Entre enero y octubre de 2024, el gobierno mexicano destinó el 50.6% de sus ingresos tributarios a cubrir el costo financiero del sector público y el gasto en pensiones y jubilaciones, alcanzando su nivel más alto en casi tres décadas. La última vez que se registró un porcentaje tan elevado fue en 1995, cuando el país atravesaba la crisis financiera derivada de la devaluación del peso, alcanzando un 52.7%.

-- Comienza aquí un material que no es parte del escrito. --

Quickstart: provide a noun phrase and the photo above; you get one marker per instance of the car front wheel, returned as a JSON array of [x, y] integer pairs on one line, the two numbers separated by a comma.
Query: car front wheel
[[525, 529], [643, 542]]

Este aumento en el gasto público ha generado preocupaciones sobre la sostenibilidad de la situación a mediano y largo plazo. Gabriela Siller, directora de Análisis Económico y Financiero de Banco Base, destacó que aunque es positivo que el gobierno federal cumpla con sus compromisos financieros y destine mayores recursos a las pensiones y jubilaciones, este modelo no es viable a largo plazo. «Sin una reforma fiscal que logre fuentes de recursos sostenibles, este panorama podría complicarse aún más», alertó Siller.
El elevado porcentaje de ingresos destinados al servicio de la deuda y pensiones aumenta el riesgo de una posible degradación de la calificación de la deuda soberana de México, según los analistas. En este contexto, se espera que la administración federal implemente un recorte en el gasto público para 2025, con el objetivo de reducir el déficit fiscal, disminuir el endeudamiento y bajar los costos financieros asociados a la deuda, como lo mencionó el subsecretario de Hacienda, Gabriel Castro. Sin embargo, los retos fiscales persisten y la necesidad de una reforma fiscal integral sigue siendo urgente.